DOUGLAS COUNTY — “I’ve had a lot of friends of mine that committed suicide over the years.” The friends Marine Corp. veteran Jeremy Rawls lost, were also veterans. It is why he is part of a small group taking on a trek of nearly 120 miles on foot.
The small group gets inquisitive looks and a few honks as drivers pass. They are wearing matching white t-shirts with the stars and stripes printed on the chest. One in the group is also carrying a flag that says Warrior Bonfire. It is an unusual sight on a rural road in Douglas County.
They are heading to El Paso County on a five-day journey called the Base to Base march. It started Labor Day Morning at Buckley Space Force Base, goes to the Air Force Academy, then Peterson Space Force Base, and if all goes as planned, ends Friday at Fort Carson.
Questions are good. “Walk to raise awareness for Post Traumatic Stress (PTSD) and then the growing rate of veteran suicide,” said Warrior Bonfire Program, President, Mike Foss.
The non-profit Warrior Bonfire Program planned the march. The group was formed to offer support to Purple Heart Recipients, meaning veterans wounded in the line of duty. PTSD is common among injured military men and women. Untreated PTSD can lead to thoughts of suicide for some.

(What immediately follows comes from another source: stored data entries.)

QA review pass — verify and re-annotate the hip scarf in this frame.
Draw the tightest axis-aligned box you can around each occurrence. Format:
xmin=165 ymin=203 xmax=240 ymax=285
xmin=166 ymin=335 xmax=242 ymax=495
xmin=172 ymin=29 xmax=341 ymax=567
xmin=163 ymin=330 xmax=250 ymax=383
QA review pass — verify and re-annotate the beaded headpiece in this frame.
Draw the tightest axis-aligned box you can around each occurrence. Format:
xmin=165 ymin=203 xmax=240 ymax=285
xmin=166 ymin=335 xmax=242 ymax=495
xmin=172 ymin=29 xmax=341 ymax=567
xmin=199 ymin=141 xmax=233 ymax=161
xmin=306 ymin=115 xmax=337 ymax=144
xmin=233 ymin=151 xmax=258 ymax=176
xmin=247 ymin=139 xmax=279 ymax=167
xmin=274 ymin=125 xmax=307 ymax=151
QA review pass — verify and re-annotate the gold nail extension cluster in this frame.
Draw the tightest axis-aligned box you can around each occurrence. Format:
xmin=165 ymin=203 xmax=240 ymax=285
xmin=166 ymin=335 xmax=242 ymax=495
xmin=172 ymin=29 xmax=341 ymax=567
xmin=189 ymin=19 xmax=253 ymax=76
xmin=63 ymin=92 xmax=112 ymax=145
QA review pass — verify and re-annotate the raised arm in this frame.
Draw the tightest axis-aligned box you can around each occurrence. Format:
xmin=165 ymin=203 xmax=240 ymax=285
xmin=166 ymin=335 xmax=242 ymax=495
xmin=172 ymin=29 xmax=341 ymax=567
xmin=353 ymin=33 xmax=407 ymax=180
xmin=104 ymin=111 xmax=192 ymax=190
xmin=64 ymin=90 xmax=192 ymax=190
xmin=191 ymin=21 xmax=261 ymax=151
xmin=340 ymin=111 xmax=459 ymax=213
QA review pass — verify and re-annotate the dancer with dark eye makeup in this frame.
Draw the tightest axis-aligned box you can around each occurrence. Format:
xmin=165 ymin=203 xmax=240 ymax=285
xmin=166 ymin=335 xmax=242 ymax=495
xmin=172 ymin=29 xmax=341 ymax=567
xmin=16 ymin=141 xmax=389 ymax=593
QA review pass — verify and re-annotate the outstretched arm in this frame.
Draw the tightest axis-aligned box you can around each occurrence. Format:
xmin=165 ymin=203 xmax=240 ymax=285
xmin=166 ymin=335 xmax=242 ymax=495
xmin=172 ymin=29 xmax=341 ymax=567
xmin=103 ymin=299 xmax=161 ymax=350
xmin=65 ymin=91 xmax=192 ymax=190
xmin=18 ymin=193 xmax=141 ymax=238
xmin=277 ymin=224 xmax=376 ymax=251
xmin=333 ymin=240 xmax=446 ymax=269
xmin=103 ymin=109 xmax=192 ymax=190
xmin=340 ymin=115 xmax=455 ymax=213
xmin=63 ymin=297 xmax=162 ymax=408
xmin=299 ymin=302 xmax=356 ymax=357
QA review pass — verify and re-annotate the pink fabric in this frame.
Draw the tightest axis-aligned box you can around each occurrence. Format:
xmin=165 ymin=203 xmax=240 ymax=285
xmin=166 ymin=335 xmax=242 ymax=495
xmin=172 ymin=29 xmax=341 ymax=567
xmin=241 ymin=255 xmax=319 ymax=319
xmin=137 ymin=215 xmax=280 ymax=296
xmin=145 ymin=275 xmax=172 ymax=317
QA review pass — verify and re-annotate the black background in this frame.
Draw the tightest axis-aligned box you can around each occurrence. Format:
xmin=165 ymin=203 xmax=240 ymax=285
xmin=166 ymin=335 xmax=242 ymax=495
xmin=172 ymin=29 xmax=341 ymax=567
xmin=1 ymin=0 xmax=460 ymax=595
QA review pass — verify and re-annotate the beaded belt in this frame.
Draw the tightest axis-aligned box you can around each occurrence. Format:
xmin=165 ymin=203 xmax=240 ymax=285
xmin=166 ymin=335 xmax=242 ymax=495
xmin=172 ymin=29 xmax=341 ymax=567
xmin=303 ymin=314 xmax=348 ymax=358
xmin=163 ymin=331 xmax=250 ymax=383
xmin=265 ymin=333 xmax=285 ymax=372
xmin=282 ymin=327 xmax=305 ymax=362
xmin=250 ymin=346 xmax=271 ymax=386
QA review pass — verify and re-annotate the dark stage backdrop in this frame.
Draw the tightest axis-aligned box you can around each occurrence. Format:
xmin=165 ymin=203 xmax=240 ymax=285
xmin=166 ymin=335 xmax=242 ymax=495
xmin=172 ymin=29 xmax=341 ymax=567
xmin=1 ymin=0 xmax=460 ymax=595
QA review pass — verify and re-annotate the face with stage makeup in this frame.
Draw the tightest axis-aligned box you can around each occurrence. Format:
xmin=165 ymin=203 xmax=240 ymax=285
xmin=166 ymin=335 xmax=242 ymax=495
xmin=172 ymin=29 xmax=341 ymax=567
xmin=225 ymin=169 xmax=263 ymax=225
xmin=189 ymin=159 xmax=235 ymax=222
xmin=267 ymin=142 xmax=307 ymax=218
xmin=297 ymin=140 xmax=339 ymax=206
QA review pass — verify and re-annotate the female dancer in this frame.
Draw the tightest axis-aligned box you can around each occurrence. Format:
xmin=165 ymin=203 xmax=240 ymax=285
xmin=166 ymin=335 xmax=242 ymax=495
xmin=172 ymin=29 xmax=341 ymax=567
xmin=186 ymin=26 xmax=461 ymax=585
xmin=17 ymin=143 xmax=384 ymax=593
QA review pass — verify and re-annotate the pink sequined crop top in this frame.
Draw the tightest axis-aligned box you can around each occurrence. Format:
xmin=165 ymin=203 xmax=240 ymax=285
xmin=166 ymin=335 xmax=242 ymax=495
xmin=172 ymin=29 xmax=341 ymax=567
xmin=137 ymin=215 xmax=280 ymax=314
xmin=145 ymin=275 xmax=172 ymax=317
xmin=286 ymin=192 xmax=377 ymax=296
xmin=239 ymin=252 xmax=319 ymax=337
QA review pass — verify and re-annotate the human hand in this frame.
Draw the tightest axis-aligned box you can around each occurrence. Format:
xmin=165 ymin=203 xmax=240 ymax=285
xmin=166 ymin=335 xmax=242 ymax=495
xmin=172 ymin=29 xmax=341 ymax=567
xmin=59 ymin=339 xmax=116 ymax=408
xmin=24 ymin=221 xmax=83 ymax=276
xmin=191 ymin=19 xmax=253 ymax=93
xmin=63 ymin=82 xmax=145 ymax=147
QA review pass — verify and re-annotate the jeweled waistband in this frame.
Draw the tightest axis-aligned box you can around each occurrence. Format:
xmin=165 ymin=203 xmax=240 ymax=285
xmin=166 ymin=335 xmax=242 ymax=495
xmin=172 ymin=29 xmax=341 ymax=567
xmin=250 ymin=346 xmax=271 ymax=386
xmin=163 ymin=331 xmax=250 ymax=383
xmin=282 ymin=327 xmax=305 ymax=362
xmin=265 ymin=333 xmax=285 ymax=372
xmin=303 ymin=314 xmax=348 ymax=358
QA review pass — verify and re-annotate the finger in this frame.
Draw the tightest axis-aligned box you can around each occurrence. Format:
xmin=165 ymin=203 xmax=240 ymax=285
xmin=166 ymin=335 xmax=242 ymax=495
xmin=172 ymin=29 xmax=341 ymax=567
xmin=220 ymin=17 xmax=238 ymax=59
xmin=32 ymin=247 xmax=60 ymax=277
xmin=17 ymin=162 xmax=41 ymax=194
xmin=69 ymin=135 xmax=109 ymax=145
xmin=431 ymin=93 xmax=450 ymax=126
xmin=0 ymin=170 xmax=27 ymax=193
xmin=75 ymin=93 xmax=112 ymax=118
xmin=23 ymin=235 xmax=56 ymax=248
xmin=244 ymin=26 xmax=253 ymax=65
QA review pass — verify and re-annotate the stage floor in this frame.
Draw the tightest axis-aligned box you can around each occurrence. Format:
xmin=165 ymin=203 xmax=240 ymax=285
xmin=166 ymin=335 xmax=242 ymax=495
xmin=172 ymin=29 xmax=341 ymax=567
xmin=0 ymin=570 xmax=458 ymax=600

Event organizers recognized that the purpose of the march needed to expand with the recent United States withdrawal from Afghanistan. “A lot of those veterans are now suffering too,” said Foss. They will need support.
Whether through Warrior Bonfire or another reputable group, if a veteran needing help gets the support they need, it meets the goal of the march. Warrior Bonfire isn't the only thing out there,” said Foss, “Find the organization that you think's doing the best and do whatever you can. Give of your time or your treasure to help an organization that's helping our veterans."